Vivir confinado es una condena. La mayoría de la gente lo ve así. Lo comento con un amigo y me responde con una reflexión de Pascal, el matemático del siglo XVII, no se confundan, que como muchos científicos de su tiempo se convirtió en filósofo. En 2019, Gabriel Albiach reeditó Pensamientos, un libro que Pascal no escribió nunca pero que en 1670 recogió fragmentos del legado que el filósofo francés, retornado al cristianismo, dejó esparcidos antes de morir. Uno de los pensamientos más conocidos es aquel sobre la capacidad o no de los humanos de estar solos: “Todas las desdichas de los hombres vienen de una sola cosa: no saber permanecer en reposo en una habitación”. Ciertamente, a la gente le cuesta estar sola, sentir el latido del corazón en medio del silencio. La introspección nos convierte más en hipocondríacos que en personas lúcidas. No sabemos estar solos ni sabemos callar, que es la principal virtud de la sabiduría. Los sabios muy a menudo callan, los tontos rompen el silencio y se pasan el día haciendo predicciones que, si no se cumplen, tanto da, porque ellos escribirán una nueva teoría para justificar por qué tenían razón a pesar de no haber acertado.

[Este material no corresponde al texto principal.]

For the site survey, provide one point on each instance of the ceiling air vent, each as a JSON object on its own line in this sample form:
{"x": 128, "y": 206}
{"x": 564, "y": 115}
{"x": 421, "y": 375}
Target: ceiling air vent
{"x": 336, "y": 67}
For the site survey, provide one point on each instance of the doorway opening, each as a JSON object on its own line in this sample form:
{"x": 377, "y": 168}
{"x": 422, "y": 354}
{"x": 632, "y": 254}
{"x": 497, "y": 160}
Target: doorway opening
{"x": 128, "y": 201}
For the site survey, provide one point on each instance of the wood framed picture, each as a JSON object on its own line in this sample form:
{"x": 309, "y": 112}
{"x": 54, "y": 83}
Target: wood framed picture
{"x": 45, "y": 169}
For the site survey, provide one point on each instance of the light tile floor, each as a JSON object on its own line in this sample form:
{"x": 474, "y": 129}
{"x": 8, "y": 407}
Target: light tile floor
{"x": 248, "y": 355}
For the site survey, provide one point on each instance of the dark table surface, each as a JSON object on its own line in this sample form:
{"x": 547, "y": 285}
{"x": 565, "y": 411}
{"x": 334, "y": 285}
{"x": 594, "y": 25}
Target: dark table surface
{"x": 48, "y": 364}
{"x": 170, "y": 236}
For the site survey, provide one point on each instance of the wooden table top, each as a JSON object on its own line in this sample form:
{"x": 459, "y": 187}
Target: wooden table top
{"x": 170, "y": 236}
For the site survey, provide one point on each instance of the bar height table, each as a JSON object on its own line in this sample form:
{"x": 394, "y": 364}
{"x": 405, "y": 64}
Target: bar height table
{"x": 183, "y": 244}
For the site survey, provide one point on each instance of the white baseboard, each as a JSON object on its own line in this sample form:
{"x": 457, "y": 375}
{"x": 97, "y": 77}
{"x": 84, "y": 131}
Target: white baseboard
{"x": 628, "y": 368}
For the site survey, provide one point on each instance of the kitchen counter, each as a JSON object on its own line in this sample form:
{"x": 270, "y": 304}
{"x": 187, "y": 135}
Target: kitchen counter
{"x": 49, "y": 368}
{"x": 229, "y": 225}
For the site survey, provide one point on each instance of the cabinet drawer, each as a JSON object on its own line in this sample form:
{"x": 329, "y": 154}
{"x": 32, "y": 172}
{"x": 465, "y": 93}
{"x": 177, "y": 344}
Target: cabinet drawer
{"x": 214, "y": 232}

Mi amigo, que nació en los EE.UU. y es poeta en catalán e inglés, me envía una segunda frase, esta vez de un filósofo autocrítico e inseguro, a pesar de la fama mundial que le llegó posmortem. Decía Franz Kafka que “no necesitas salir de tu habitación” para conocer el mundo. Kafka no contradecía a Pascal, más bien reforzaba la tesis de que quien no sabe estar solo no sabe comprender lo que está por venir: “Quédate sentado en la mesa y escucha. No, no escuches, solo espera, callado, quieto y solitario. Entonces el mundo se te ofrecerá para ser desenmascarado”. El silencio es la virtud esencial de quien piensa, de quien quiere llegar al conocimiento mediante el diálogo con él mismo, y no para guardar una virtud espiritual. Supongo que para los creyentes el silencio también debe de ser una virtud, pero hablo de una virtud más universal: la del silencio como una forma de modestia y de hacerle un favor a la humanidad cuando se mantiene la boca cerrada. Tantas teorías empalagan. Por eso he seguido el consejo de Kafka y espero en solitario poder desenmascarar el mundo. Cuando menos, el mundo de los impostores, de los doctrinarios, que piensan que pueden predecir el futuro y acertarla siempre. Hay quién vive con miedo de perder lo que cree poseer y no entiende que el silencio es el altavoz de una posesión máxima: la libertad.
Vivimos cara al futuro, pero nos explicamos mirando atrás, excavando en el túnel de la vida, buscando los silencios que nos han hecho como somos
No existe persona más aburrida que aquella que habla escuchándose y que a cada frase dice que él es el que sabe más de casi todo. No es una caricatura. He asistido a un montón de cenas y comidas donde siempre hay un comensal que da lecciones a todo el mundo con su gran “perspicacia”. Habla tanto, que no oye nunca a nadie. Ni siquiera es capaz de oír su voz cuando se desmiente a sí mismo a la comida siguiente. Si se estuviera un rato en silencio quizás recibiría el mensaje que le están proporcionando los otros comensales, más sutiles que él, porque son menos ególatras y más listos. La perspectiva de género también cuenta, porque las mujeres están criadas en el silencio desde la niñez. El silencio, cuando somos pequeños, se impone a las niñas y el alboroto se elogia en los niños, que crecen tras una pelota. Personalmente, temo más el silencio que los insultos. Los tontos insultan, los sabios te condenan con su silencio. El silencio es más contundente que el insulto. Y eso las mujeres lo saben.
Cuando enseñaba historiografía en la facultad, cada año empezaba el curso con una observación del gran Søren Kierkegaard, el filósofo de la angustia y el subjetivismo: “La vida solo se puede comprender mirando hacia atrás, pero solo se puede vivir mirando hacia delante”. Es una muy buena definición de para que sirve la historia. Vivimos cara al futuro, pero nos explicamos mirando atrás, excavando en el túnel de la vida, buscando los silencios que nos han hecho como somos. Descubrir los silencios es revelar la vida sepultada sin necesidad de recurrir al péndulo del profesor Tornasol, aquel personaje de las aventuras de Tintín cuyo itinerario le llevó de ser un pequeño inventor para concursos Lépine a convertirse en un físico nuclear. De la buhardilla, con la cama abatible y la máquina para cepillar la ropa, pasó al laboratorio atómico. No acertaba jamás, como tampoco aciertan los que ahora predicen el futuro y llenan el confinamiento de la buena gente con el ruido de sus obsesiones. Hay que saber guardar silencio.